I had chosen following indices from set2(catalog) as my test objects: [15]


\# Initialize class and set up the tree by passing it a catalog of objects.

In [54]:
code_tree = find_neighbours(tra=coords[:,0], tdec=coords[:,1])

Initializing with sphere of radius, r=1.


\# Query the neighbours of demo objects 

In [None]:
idx=code_tree.query_within_rmax(demo_ra, demo_dec)

\# Go back to brute force output and compare this result.... does it match? 

In [None]:
idx

### Compare the computer time required by our brute force algorithm vs the k-d tree algorithm 

First let's use k-d tree to query neighbours within `rmax`=15 arcsec for each object within the catalog.

In [None]:
%time idx = code_tree.query_within_rmax(coords[:,0], coords[:,1])

**Reminder:** full catalog has about 2,20,000 objects... and k-d tree found neighbours for each one of them in 1-2 seconds. (This time will vary depending on your computer's capability.)

Now let's use the brute force method only for 1000 objects.

In [None]:
%time nnids,distances = query_neighbour_points(coords[:1000],rmax=15, verbose=False)

### Congratulations!

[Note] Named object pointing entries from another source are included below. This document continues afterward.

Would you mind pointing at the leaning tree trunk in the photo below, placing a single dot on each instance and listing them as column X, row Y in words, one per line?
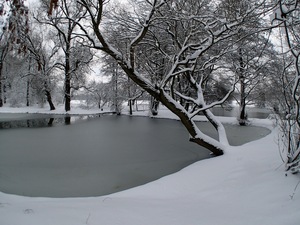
column 243, row 114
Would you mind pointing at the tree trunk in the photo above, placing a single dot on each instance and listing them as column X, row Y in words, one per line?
column 243, row 114
column 154, row 107
column 67, row 83
column 196, row 135
column 28, row 93
column 1, row 101
column 49, row 100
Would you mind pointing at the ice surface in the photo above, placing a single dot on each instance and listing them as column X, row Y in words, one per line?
column 101, row 155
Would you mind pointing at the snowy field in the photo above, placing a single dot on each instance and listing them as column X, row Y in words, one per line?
column 246, row 186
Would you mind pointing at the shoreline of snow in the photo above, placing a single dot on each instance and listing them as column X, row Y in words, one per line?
column 245, row 186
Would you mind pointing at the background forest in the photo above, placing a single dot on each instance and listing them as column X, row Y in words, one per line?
column 188, row 55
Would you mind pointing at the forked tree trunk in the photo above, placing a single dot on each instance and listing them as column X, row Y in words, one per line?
column 196, row 135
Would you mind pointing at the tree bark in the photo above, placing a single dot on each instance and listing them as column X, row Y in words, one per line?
column 67, row 80
column 1, row 101
column 49, row 100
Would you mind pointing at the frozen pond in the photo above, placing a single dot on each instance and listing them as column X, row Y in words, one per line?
column 97, row 156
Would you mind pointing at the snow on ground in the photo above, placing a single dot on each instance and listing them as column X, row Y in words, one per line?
column 246, row 186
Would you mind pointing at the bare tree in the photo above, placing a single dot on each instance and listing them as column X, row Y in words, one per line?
column 287, row 15
column 65, row 20
column 192, row 38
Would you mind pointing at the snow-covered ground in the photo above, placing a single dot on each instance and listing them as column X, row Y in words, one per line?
column 246, row 186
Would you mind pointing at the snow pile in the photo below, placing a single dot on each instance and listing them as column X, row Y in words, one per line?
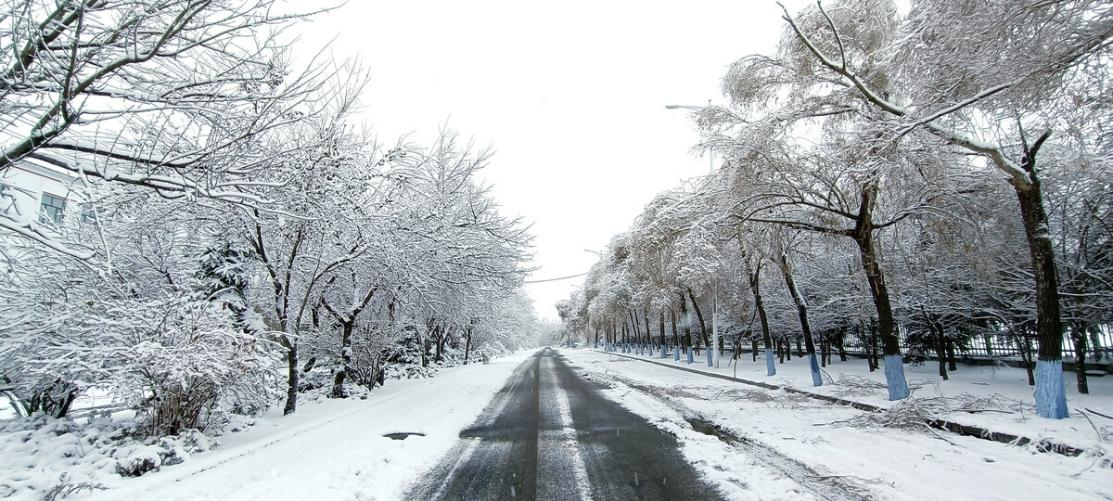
column 55, row 458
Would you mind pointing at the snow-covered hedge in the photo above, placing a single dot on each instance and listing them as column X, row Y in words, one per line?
column 47, row 457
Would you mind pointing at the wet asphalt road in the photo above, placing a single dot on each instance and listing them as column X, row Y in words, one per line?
column 549, row 434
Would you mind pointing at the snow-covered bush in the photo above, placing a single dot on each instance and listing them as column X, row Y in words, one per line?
column 55, row 458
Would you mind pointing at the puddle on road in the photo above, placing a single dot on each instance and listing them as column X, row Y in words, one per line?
column 402, row 435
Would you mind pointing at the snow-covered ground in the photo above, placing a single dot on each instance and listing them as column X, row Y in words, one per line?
column 330, row 449
column 1006, row 384
column 770, row 432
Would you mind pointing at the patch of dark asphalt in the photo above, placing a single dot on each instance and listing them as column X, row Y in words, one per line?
column 624, row 457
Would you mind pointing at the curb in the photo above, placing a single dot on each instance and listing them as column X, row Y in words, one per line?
column 977, row 432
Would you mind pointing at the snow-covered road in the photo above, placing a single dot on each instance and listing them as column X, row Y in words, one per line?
column 583, row 424
column 550, row 434
column 756, row 443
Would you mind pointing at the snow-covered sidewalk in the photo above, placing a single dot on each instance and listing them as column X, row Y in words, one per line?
column 334, row 449
column 760, row 433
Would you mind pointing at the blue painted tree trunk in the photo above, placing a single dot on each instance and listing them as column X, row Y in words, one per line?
column 894, row 377
column 1051, row 396
column 817, row 380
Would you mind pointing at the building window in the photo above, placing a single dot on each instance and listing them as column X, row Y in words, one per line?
column 52, row 208
column 88, row 214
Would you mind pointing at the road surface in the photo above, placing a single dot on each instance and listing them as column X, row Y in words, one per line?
column 549, row 434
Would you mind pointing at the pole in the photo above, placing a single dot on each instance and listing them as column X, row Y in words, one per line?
column 715, row 291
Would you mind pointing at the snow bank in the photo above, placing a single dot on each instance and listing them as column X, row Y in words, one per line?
column 779, row 432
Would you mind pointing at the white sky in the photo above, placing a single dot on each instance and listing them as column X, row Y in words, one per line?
column 571, row 95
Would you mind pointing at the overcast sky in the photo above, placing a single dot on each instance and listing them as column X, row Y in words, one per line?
column 571, row 95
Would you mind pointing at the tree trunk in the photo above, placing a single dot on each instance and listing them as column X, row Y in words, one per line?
column 1079, row 336
column 338, row 391
column 468, row 342
column 699, row 314
column 801, row 311
column 755, row 277
column 663, row 343
column 890, row 345
column 686, row 321
column 1050, row 395
column 676, row 336
column 952, row 364
column 292, row 377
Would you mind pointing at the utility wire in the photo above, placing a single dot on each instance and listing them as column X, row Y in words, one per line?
column 554, row 280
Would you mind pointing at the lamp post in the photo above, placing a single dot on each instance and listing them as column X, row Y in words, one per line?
column 715, row 286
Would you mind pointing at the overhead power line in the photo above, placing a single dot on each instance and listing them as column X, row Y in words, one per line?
column 554, row 280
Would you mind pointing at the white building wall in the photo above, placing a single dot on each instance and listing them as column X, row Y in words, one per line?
column 23, row 186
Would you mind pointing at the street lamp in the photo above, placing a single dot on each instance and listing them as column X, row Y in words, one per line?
column 715, row 290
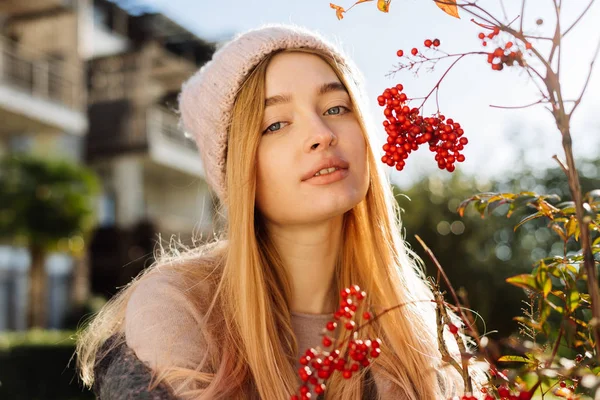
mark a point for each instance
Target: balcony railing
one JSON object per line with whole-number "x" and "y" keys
{"x": 38, "y": 76}
{"x": 165, "y": 123}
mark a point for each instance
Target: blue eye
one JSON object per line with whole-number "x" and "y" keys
{"x": 337, "y": 110}
{"x": 273, "y": 127}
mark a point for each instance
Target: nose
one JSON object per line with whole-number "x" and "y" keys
{"x": 321, "y": 136}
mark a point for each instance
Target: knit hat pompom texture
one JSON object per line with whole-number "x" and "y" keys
{"x": 206, "y": 99}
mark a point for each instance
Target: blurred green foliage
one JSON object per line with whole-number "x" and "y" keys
{"x": 479, "y": 254}
{"x": 39, "y": 365}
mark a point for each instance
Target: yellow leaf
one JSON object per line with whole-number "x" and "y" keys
{"x": 448, "y": 6}
{"x": 383, "y": 5}
{"x": 339, "y": 11}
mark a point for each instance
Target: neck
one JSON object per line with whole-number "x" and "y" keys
{"x": 310, "y": 254}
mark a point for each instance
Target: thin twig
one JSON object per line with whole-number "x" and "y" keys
{"x": 516, "y": 107}
{"x": 522, "y": 14}
{"x": 562, "y": 165}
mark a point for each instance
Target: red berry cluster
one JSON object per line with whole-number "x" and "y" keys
{"x": 318, "y": 365}
{"x": 502, "y": 55}
{"x": 495, "y": 31}
{"x": 407, "y": 130}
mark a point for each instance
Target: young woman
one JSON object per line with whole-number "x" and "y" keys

Now you have learnt to - 

- use `cKDTree` to find out neighbours of a given `set1` of objects into some other `set2` of objects.

- count the number of neighbours of any given object in `set1`. 

- access the results of cKDTree and identify neighbours of each obejct in `set1` into the `set2`.

- access the coordinates and distances of each neighbour of every point in `set1`.